Affleck's stance on generative AI
Earlier this year, while promoting The Rip (2026) on Joe Rogan's podcast with Matt Damon, Affleck went on record saying most mainstream AI is, frankly, not good — it averages everything out, it is unreliable, and he does not believe it can write anything that matters. The company's messaging here tracks with that: keep AI on a leash and use it to take the friction out of production, not to replace the people making the work.
'We also need to preserve what makes storytelling human, which is judgment. The kind that takes decades to build, experience to hone and that only people can have. I knew I had a responsibility to my peers and our industry, to protect the power of human creativity and the people behind it. In creating InterPositive, I sought to do just that.'
The headwind
The pushback against AI is only getting louder. Remember the outcry over AI-generated performers like Tilly Norwood? Audiences and artists keep drawing a line between effects as tools and effects as shortcuts. The classics turned tech into art — the pop of Technicolor in The Wizard of Oz (1939), the sea wall in The Ten Commandments (1956), dogfights in Star Wars (1977), thunder-lizard awe in Jurassic Park (1993) — because humans led the way. Affleck's pitch lands firmly in that tradition, but the trust gap is real.
The quick version
- Netflix bought InterPositive, the AI company Ben Affleck founded in 2022.
- It is designed for post-production tasks (mixing, color, VFX, editing) using dailies or rough cuts — not for generating scripts or shots from scratch.
- Affleck says the mission is to keep artists in control of the tech and protect what makes stories human.

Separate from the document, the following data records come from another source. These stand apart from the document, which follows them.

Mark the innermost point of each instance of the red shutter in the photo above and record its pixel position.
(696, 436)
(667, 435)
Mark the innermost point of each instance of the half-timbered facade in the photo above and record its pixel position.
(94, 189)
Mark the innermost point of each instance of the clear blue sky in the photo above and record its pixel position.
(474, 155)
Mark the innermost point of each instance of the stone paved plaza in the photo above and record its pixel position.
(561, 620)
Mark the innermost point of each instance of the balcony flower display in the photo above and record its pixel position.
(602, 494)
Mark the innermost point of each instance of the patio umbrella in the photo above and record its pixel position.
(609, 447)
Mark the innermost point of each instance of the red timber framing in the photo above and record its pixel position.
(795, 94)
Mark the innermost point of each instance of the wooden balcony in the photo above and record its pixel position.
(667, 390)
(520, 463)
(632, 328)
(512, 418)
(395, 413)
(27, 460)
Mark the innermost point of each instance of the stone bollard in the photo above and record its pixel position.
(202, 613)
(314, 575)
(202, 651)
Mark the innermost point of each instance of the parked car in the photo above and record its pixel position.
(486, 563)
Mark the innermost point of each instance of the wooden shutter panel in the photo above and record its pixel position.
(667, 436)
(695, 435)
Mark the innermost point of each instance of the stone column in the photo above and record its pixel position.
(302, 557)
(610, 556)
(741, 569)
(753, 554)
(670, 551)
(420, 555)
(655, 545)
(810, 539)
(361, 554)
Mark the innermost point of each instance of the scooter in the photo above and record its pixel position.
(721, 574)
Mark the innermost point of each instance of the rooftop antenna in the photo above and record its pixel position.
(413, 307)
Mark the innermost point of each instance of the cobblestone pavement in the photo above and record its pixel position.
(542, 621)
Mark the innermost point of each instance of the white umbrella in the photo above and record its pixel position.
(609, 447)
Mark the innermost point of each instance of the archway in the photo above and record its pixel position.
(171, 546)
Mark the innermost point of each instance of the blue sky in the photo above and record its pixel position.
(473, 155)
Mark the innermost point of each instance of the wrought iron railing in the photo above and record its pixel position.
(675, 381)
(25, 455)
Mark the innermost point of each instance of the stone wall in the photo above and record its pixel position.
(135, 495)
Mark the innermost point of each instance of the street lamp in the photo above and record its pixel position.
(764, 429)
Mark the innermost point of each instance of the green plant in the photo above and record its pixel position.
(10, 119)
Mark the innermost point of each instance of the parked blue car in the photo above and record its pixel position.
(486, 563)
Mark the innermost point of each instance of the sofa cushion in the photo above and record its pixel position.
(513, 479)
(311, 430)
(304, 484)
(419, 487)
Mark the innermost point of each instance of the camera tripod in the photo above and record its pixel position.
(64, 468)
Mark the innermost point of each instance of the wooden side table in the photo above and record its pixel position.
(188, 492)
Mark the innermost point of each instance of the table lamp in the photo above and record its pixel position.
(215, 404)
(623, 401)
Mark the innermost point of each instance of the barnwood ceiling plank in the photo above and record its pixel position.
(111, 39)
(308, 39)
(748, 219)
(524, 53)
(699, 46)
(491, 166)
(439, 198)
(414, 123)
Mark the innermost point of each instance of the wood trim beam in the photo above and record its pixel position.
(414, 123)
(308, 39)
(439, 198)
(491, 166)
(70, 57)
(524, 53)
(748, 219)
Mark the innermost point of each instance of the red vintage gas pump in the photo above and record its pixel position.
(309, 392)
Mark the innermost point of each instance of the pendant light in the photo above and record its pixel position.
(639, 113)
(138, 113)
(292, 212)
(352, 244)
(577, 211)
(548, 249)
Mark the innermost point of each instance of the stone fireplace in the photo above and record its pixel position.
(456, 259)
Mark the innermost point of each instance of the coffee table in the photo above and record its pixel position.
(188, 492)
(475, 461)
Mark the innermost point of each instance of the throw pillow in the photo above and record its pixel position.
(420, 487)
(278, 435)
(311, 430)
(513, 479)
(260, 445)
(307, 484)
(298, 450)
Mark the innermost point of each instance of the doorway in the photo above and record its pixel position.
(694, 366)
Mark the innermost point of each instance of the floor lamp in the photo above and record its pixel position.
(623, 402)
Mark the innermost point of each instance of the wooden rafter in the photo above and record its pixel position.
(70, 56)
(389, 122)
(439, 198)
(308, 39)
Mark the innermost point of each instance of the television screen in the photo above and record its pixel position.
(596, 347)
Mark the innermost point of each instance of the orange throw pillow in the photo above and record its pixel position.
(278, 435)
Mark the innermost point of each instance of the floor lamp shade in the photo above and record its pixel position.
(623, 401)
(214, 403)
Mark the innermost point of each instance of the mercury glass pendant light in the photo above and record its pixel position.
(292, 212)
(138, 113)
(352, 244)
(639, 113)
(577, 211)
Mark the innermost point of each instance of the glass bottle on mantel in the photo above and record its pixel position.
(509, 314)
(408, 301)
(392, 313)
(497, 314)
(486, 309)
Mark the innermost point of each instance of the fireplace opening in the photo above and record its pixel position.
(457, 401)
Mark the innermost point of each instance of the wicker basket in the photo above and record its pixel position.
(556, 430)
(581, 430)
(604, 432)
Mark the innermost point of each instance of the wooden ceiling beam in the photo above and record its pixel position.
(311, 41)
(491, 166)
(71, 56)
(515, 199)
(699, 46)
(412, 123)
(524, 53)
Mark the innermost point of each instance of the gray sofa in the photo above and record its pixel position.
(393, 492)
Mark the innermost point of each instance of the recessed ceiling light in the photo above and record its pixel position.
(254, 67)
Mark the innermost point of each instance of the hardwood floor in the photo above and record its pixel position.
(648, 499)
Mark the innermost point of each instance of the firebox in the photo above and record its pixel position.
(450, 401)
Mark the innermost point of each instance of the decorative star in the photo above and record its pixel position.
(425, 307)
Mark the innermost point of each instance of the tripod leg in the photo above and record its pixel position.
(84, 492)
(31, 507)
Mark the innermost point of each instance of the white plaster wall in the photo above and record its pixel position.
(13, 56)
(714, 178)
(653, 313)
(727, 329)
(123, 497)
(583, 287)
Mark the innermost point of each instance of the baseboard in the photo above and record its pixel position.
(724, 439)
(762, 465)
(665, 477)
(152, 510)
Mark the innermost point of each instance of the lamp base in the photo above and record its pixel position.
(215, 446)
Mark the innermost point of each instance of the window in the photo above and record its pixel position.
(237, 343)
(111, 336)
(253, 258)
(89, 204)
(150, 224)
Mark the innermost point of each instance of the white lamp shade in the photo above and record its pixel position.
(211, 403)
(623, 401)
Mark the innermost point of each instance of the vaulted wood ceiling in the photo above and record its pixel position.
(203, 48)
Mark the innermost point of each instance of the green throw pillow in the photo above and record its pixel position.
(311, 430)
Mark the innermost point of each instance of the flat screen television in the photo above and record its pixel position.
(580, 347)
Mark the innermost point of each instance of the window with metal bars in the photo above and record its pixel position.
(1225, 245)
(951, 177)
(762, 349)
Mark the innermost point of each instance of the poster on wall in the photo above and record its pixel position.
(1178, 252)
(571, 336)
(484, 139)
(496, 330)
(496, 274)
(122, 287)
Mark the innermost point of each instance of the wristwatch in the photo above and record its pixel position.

- All this lands amid ongoing AI anxiety post-2023 strikes and big-money studio deals, with skepticism still sky-high.
Where this goes
If InterPositive stays in the toolbox and out of the writer's chair, it has a shot at winning hearts and minds. Netflix gets efficiency; filmmakers get knobs they actually want to turn. The moment it feels like a shortcut around human judgment, though, the room will ice over fast. For now, consider this a very public bet that AI can be helpful without hollowing out the art.